The festival's jury, led by US filmmaker Quentin Tarantino, said Sunday that it won on its cinematic merit rather than its politics.
But the press largely disagreed.
France's Le Parisien daily called it a "shock for George Bush," while Canada's Toronto Star saw the awards ceremony as "atypically politicised."
"With the Palme d'Or given to Fahrenheit 9/11, Cannes votes against Bush," said Publico in Lisbon, while Sweden's Dagens Nyheter agreed that the jury "let current affairs triumph over aesthetics and action."
"In another year, in another context, free of the war in Iraq and of troubles across the world, the jury would probably not have passed over the sweet-sour poetic peregrination of Wong Ka-wai in contemporary Hong Kong," the Swedish paper said.
Wong's sci-fi film "2046" came away without a major award despite being the toast of the festival.
Britain's Observer said that "Moore, the king-sized millionaire, walking testament to American consumption, is a master of making himself appear the little guy."
But it added: "It is hard to come away from it (the film) without concluding that George W. Bush is not fit to be president of a golf club let alone the world's most powerful nation.

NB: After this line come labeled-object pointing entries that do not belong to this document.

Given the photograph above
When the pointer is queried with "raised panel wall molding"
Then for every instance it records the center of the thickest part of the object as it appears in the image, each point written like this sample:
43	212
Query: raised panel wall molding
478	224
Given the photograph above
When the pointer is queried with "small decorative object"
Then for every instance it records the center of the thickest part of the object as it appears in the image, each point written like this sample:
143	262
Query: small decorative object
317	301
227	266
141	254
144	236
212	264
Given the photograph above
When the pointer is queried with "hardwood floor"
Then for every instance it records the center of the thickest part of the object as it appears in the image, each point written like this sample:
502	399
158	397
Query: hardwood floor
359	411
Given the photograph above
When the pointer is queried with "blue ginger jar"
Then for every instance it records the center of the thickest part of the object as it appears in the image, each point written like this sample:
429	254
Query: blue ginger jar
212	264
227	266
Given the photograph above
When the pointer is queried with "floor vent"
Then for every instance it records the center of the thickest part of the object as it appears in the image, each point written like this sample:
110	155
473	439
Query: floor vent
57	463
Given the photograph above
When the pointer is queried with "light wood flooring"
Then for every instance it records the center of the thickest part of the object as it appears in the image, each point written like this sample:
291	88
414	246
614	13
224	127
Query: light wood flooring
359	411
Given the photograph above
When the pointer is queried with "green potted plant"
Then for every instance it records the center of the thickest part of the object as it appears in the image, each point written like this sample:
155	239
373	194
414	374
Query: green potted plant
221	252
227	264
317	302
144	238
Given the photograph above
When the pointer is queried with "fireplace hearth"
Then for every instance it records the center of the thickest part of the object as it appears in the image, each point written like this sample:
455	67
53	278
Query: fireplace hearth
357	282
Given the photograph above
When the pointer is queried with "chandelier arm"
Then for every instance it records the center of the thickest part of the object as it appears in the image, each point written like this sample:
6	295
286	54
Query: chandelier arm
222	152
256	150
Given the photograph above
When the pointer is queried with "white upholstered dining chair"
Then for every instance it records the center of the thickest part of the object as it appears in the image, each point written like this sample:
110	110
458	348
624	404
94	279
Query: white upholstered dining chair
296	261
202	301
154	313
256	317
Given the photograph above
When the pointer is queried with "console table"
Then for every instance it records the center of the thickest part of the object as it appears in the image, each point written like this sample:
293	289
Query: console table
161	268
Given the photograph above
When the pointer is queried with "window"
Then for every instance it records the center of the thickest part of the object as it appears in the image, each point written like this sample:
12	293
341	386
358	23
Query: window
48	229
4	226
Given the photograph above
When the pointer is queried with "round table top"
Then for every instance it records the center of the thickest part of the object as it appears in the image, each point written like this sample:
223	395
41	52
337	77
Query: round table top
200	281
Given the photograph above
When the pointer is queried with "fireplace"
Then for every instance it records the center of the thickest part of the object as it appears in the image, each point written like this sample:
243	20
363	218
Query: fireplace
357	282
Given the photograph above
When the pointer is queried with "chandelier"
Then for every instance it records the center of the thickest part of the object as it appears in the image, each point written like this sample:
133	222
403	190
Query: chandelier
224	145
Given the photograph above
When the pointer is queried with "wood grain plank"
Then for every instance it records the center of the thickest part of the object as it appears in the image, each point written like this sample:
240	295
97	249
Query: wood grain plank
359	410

"In the year of a (US) election that could well prove close, it's the kind of film that could make a historic difference," The Observer concluded.
Moore, known for his provocative left-wing documentaries and best-selling books, has made no secret of his hope that his movie will influence US presidential elections in November by turning voters away from Bush.
The New York Times noted that although the movie has yet to find a distributor in the United States - because of White House pressure, Moore alleges - it was generating intense interest there "as the election approaches and the debate over the conduct of the war in Iraq grows more intense."
"Fahrenheit 9/11" spans the period from Bush's 2000 election through the September 11, 2001 terror attacks in the United States and the invasions of Afghanistan and Iraq.
"Cannes: Moore 'defeats' Bush," read a headline in Lebanon's An Nahar newspaper.
The paper said Moore "won the Palme d'Or... in a cinematographer victory over US President George W. Bush and his administration in a movie that sharply criticised the Bush policy and thus was blocked from release in the United States."
"The American president has suffered an undeniable cultural and political defeat from faraway France, from the great power that cinema still has," said Italy's La Repubblica.
Another Italian newspaper, Corriere della Sera, saw great significance in the fact that the award had been delivered at a ceremony in France, which staunchly opposed the US-led war on Iraq.
"The victory of the American filmmaker will be seen as a new round in the rivalry between the two banks of the (Atlantic) ocean."
Moore has said he expected conservative US media to try to minimise the impact of the Cannes win by presenting it as a French statement - despite the fact that, of the nine festival jury members, only one was French and four were Americans.